4.4 Politique linguistique nationale – Inde
4.4.2 Hindi et anglais : leur statut et leur rôle dans la politique linguistique indienne
Nous nous intéresserons très sommairement à l’usage prôné des langues promues dans le
cadre de la politique linguistique de l’administration durant les deux empires qui ont gouverné
l’Inde avant son indépendance en 1947 – l’Empire moghol et l’Empire britannique. Nous ne
disposons que de bribes d’informations, mais suffisantes pour montrer les liens entre la
succession des pouvoirs et l’ascension ou la déchéance de certaines langues au cours des
siècles.
Au début de
XVIesiècle, l’Inde est envahie par Zahir al-Din Muhammad Babur qui fonde
l’Empire moghol en 1526. De foi musulmane, Babur vient d’Asie centrale, d’une tribu
mongole ayant une double appartenance culturelle – turque et persane. Il parle le tchaghtaï
(langue turque) et écrit des poèmes dans cette langue, mais aussi en persan (Dale, 1996 : 635).

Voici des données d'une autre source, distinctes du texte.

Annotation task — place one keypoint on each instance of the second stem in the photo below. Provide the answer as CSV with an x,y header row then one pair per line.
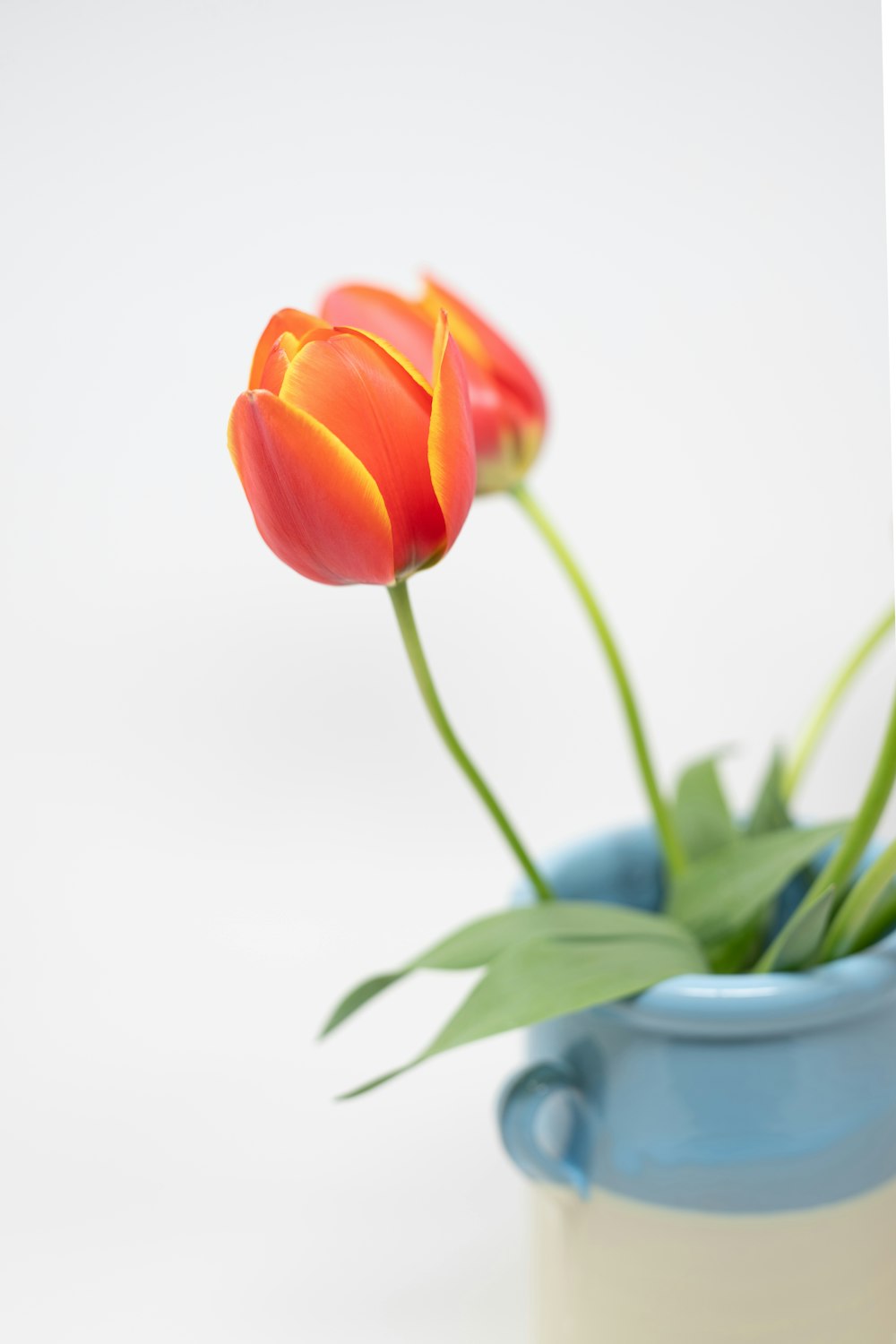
x,y
672,846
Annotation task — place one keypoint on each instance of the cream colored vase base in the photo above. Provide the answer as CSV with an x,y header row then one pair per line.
x,y
610,1271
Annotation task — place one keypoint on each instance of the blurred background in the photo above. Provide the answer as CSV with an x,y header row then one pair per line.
x,y
223,801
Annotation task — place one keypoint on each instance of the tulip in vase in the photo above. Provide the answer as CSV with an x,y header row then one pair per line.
x,y
708,1115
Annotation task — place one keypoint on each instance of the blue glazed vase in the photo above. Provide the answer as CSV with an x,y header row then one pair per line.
x,y
715,1160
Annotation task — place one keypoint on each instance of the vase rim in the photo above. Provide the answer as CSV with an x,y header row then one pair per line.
x,y
739,1004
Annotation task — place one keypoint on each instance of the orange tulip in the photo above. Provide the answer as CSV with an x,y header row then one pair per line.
x,y
355,468
506,402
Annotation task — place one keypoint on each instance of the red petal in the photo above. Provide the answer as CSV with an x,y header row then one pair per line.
x,y
287,320
452,444
511,373
382,413
386,314
282,351
316,505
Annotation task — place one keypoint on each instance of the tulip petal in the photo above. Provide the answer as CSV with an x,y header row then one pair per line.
x,y
282,351
382,413
316,505
452,448
503,360
376,311
287,320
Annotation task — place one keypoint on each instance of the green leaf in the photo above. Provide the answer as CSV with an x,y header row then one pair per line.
x,y
770,811
548,978
702,814
477,943
723,892
866,909
804,935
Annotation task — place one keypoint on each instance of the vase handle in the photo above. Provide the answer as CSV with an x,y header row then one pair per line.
x,y
519,1107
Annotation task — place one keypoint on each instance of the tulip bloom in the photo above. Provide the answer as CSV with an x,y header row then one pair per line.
x,y
355,468
506,402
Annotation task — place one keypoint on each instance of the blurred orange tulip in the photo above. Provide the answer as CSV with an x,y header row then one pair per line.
x,y
355,468
506,402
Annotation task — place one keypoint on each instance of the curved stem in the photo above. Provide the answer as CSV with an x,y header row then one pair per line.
x,y
814,728
669,838
408,625
840,866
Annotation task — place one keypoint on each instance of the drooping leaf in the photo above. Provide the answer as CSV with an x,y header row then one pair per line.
x,y
723,892
479,943
702,814
770,811
548,978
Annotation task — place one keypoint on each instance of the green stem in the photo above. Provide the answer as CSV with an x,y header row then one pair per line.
x,y
408,625
814,728
669,838
861,828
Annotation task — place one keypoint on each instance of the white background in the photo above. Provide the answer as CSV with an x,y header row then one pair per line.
x,y
223,800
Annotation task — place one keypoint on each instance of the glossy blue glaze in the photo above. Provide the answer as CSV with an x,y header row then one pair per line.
x,y
716,1093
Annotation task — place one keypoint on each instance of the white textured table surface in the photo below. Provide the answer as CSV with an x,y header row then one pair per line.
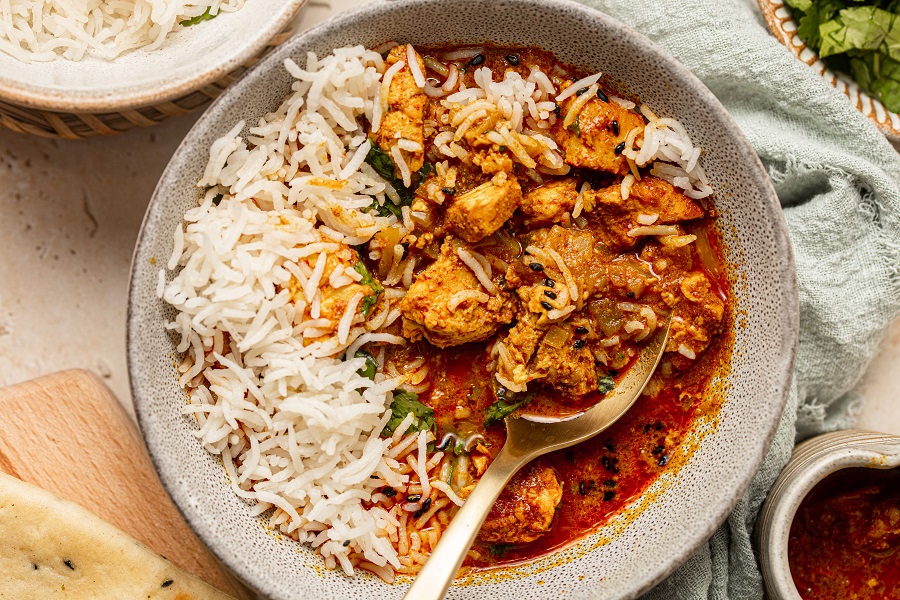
x,y
70,213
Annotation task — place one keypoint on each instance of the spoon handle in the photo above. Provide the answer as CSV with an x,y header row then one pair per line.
x,y
439,571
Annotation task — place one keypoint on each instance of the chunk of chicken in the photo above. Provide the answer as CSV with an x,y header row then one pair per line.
x,y
565,367
525,509
546,302
698,314
601,126
481,211
548,204
657,200
405,117
428,307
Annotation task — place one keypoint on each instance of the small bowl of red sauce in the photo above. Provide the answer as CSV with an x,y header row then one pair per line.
x,y
830,527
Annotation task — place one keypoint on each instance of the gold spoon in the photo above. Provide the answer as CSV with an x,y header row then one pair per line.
x,y
527,437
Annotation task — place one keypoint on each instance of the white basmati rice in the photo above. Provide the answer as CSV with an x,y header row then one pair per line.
x,y
44,30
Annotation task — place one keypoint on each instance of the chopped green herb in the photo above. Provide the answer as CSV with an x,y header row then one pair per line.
x,y
207,16
858,37
403,404
606,384
371,365
369,301
501,409
379,160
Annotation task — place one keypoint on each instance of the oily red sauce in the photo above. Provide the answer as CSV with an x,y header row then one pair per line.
x,y
845,536
600,477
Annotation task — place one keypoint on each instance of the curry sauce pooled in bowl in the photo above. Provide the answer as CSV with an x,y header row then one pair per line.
x,y
416,244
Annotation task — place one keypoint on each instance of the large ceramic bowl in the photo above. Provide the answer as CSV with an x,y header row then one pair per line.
x,y
190,59
682,509
812,461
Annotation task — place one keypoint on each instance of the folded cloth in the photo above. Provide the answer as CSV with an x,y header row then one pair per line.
x,y
838,180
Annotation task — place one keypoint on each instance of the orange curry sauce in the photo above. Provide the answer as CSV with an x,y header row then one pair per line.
x,y
845,536
600,477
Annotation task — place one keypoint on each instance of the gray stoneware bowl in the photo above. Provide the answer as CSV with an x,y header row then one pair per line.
x,y
811,462
681,510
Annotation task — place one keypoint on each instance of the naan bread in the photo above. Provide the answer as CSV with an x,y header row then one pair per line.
x,y
51,548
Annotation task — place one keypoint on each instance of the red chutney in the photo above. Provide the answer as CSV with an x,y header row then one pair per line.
x,y
845,537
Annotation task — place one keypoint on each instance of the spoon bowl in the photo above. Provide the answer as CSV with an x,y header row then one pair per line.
x,y
527,437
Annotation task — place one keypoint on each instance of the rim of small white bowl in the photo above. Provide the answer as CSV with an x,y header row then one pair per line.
x,y
141,94
811,462
697,531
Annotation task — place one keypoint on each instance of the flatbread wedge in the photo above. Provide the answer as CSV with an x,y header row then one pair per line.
x,y
51,548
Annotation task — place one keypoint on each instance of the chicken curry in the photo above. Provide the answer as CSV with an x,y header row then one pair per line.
x,y
540,242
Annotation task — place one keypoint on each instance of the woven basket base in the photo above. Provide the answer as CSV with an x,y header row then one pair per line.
x,y
71,126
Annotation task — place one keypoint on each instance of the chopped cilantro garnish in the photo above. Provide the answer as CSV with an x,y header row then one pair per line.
x,y
403,404
207,16
371,365
606,384
369,301
501,409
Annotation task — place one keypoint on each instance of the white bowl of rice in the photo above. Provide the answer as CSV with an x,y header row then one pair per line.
x,y
273,445
94,57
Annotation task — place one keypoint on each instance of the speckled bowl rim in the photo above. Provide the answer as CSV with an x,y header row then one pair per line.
x,y
140,95
811,462
699,531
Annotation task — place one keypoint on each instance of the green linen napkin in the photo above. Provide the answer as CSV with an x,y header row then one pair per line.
x,y
838,180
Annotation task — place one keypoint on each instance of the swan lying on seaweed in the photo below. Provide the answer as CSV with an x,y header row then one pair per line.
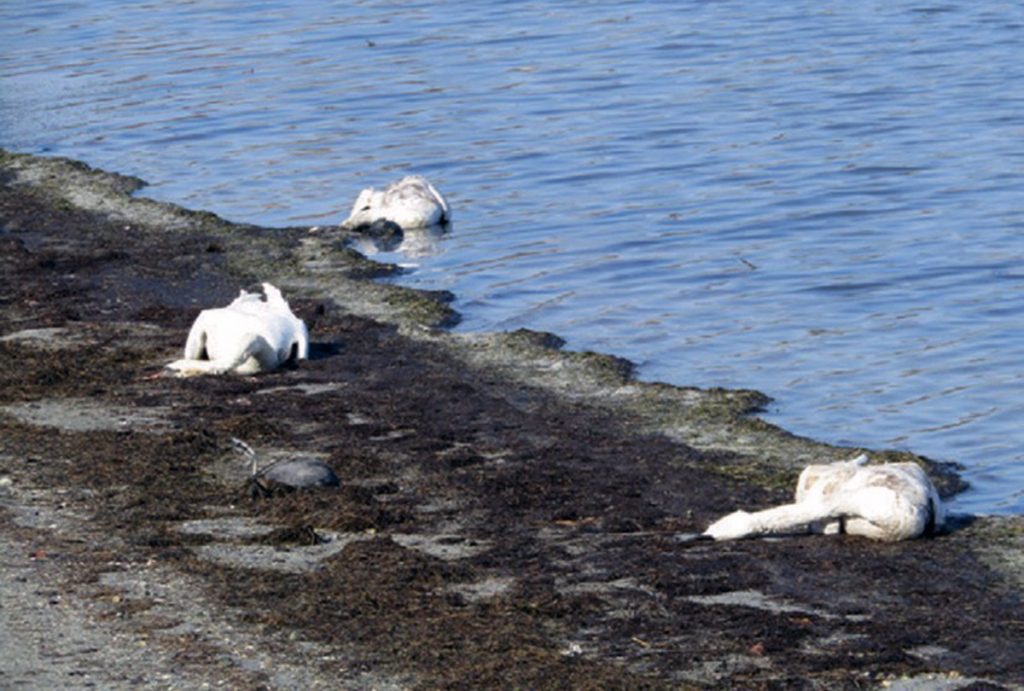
x,y
248,336
410,203
889,502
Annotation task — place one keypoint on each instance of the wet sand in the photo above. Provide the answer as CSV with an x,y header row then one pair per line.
x,y
510,514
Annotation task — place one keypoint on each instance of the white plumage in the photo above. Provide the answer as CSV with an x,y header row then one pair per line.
x,y
889,502
248,336
411,203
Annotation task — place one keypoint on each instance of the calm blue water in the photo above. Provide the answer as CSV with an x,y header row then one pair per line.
x,y
818,200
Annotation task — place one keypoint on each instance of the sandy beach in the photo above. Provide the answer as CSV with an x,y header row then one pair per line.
x,y
510,514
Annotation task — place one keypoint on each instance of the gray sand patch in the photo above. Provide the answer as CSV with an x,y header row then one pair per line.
x,y
292,559
445,547
83,415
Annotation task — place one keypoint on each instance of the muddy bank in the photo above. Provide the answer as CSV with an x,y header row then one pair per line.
x,y
510,514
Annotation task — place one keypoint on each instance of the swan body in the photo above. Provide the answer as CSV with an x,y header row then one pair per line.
x,y
411,203
889,502
248,336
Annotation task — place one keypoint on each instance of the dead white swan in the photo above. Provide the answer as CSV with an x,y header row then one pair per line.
x,y
249,336
889,502
411,203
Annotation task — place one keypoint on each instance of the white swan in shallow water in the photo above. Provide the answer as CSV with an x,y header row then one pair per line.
x,y
250,335
889,502
411,203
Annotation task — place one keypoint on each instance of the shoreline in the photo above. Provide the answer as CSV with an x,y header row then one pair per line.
x,y
501,477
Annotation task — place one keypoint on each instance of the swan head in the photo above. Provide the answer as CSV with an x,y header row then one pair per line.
x,y
366,210
735,525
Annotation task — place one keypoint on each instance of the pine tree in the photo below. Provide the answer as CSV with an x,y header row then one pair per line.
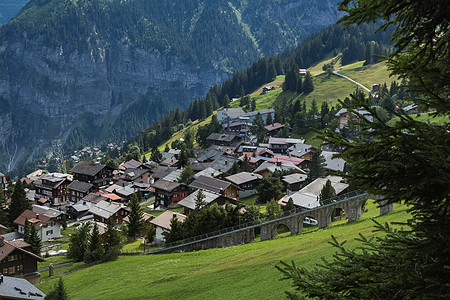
x,y
35,241
308,85
327,192
19,202
112,241
135,222
316,167
58,293
79,243
386,160
95,251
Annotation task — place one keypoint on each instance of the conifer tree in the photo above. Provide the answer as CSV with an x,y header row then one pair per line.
x,y
308,85
19,202
34,241
4,218
135,222
112,241
95,251
327,192
316,167
411,263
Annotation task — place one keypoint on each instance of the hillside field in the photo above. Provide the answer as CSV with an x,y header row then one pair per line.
x,y
240,272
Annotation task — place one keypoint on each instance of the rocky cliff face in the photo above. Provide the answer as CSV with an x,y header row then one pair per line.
x,y
47,88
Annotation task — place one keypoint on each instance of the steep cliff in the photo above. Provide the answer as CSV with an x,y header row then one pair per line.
x,y
68,64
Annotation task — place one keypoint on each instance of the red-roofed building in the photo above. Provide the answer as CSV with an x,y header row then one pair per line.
x,y
47,227
299,162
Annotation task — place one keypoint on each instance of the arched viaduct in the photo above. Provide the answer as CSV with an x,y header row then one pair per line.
x,y
245,233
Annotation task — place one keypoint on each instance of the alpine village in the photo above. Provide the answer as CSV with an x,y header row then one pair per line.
x,y
241,149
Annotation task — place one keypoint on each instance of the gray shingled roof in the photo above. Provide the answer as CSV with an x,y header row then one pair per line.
x,y
86,168
189,201
243,177
210,184
165,185
80,186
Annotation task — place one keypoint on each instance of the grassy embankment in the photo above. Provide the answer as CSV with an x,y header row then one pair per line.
x,y
327,88
240,272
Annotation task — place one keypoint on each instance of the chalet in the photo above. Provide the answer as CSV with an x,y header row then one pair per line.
x,y
224,164
239,127
162,171
266,169
267,89
82,207
247,183
281,145
344,116
332,163
133,164
78,190
210,198
293,182
227,114
19,288
168,192
299,162
105,210
308,196
3,229
137,175
47,227
97,174
222,139
53,189
218,186
301,150
162,224
210,155
16,259
250,116
273,129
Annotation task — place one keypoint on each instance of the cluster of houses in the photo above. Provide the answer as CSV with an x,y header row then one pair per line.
x,y
96,192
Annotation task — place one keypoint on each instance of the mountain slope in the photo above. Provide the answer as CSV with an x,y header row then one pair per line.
x,y
68,63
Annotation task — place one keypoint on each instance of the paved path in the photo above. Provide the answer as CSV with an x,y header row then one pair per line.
x,y
349,79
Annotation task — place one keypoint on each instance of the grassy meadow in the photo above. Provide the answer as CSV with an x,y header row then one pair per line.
x,y
239,272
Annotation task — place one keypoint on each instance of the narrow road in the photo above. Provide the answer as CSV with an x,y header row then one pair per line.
x,y
351,80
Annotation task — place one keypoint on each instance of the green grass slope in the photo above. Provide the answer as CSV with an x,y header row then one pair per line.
x,y
240,272
326,88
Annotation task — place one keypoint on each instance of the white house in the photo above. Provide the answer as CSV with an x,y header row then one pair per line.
x,y
162,224
47,227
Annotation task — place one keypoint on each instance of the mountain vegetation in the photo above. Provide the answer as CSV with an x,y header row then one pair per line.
x,y
403,161
92,72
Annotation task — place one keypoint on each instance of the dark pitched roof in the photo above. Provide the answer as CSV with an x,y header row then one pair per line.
x,y
162,171
80,186
86,168
210,184
165,185
243,177
94,198
222,137
19,288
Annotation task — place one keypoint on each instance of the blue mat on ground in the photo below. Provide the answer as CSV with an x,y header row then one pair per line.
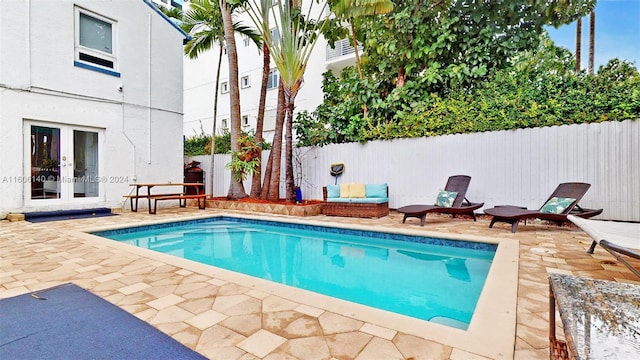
x,y
42,216
68,322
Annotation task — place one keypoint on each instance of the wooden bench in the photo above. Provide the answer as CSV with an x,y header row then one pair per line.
x,y
134,208
182,196
182,199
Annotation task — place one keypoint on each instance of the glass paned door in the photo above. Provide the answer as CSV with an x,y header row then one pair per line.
x,y
64,163
85,165
45,163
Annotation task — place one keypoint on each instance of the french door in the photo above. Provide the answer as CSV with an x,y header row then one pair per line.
x,y
63,163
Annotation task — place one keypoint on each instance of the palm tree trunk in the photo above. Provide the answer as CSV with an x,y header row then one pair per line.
x,y
215,119
578,45
355,48
592,40
236,188
273,191
256,180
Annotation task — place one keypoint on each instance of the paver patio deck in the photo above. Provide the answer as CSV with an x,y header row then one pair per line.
x,y
226,320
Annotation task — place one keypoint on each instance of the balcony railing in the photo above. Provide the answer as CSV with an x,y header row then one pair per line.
x,y
342,47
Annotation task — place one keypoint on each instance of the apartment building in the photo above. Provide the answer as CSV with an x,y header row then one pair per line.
x,y
200,84
90,101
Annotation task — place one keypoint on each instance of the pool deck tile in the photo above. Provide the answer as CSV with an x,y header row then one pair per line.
x,y
225,319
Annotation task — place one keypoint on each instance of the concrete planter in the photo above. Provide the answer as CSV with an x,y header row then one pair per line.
x,y
280,209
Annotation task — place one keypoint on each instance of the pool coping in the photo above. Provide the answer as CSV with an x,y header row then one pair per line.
x,y
491,333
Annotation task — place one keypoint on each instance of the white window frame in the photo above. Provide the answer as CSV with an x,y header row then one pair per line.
x,y
80,50
245,82
273,73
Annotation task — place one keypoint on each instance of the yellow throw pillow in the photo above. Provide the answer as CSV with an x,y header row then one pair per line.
x,y
344,190
357,190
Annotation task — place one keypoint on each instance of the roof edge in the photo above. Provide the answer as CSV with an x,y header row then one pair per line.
x,y
155,8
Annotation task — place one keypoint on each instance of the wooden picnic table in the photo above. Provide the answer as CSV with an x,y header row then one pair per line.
x,y
182,196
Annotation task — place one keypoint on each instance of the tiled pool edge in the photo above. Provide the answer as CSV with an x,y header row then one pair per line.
x,y
491,333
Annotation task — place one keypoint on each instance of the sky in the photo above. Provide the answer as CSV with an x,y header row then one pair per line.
x,y
617,33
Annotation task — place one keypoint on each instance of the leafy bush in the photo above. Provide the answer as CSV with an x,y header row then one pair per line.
x,y
538,88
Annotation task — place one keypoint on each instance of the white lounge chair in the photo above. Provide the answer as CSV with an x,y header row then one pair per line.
x,y
615,237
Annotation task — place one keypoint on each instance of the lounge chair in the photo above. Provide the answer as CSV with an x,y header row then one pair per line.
x,y
457,204
615,237
562,202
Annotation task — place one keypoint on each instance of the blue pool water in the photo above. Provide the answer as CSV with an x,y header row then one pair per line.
x,y
426,278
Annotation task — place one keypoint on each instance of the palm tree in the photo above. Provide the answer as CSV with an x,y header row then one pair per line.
x,y
592,40
578,44
290,49
347,10
203,22
256,185
236,188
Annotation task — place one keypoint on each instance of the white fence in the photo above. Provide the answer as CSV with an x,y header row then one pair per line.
x,y
517,167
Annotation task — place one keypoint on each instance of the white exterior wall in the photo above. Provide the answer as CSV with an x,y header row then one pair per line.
x,y
516,167
139,127
199,86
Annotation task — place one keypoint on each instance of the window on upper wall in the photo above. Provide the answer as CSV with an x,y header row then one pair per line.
x,y
244,82
272,82
95,40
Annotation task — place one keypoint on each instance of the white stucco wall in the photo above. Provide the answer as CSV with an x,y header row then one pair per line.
x,y
139,127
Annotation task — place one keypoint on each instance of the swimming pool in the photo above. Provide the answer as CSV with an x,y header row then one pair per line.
x,y
426,278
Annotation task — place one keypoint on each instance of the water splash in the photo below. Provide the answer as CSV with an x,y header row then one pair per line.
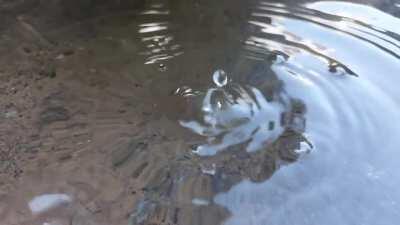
x,y
234,114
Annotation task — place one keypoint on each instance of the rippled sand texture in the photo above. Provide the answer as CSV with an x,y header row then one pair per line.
x,y
110,113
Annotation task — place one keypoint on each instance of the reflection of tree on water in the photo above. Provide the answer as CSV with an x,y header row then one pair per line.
x,y
184,188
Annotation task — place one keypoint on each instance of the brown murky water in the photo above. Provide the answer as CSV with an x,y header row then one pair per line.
x,y
198,112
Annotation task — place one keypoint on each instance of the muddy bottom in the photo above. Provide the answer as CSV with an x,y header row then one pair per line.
x,y
152,112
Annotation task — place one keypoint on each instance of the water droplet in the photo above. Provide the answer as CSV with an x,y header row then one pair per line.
x,y
162,67
220,78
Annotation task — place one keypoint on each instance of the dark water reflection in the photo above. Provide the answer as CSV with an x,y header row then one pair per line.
x,y
341,60
272,112
353,122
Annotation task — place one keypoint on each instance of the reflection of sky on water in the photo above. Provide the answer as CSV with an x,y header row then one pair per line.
x,y
353,122
158,36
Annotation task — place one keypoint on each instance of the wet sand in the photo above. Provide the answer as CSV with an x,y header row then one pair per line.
x,y
81,119
81,115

Le persan est alors la langue officielle de la cour de l’Empire moghol (Lakshmi Bai 2001 :
271). D’après Alam (1998 : 317), le persan s’impose peu à peu comme langue de la cour ou
de l’administration au début de l’empire, au détriment du turc. La présence du persan s’accroit
entre 1556 et 1659 ; il devient langue de pouvoir et de prestige, langue de l’administration et
de la littérature. Il continue de bénéficier du statut de langue de la cour jusqu’au milieu du
XVIIIesiècle dans certaines parties du pays, et cela même après la chute de l’Empire moghol.
Abidi et Gargesh (2008 : 107) indiquent que le dernier empereur de la dynastie moghol,
Bahadur Shah II, a instauré l’ourdou comme langue de la cour en 1835 seulement, alors que,
Faruqi (2001) et Kachru (2008 : 82) pensent même que la langue ourdoue n’a jamais été une
langue de cour durant l’Empire moghol.
Dans cette période de turbulence dans la gestion du pays, trois langues ont émergé et dominé
le nord de l’Inde, bastion de l’Empire moghol : le persan, l’ourdou et l’hindi. Notons que la
langue persane est présente dans le sous-continent indien avant l’avènement de l’Empire
moghol, notamment avec les souverains musulmans au sud de l’Inde (fin du
XIVesiècle) et
dans la littérature produite par les élites musulmanes du nord de l’Inde (Alam, 1998 : 318).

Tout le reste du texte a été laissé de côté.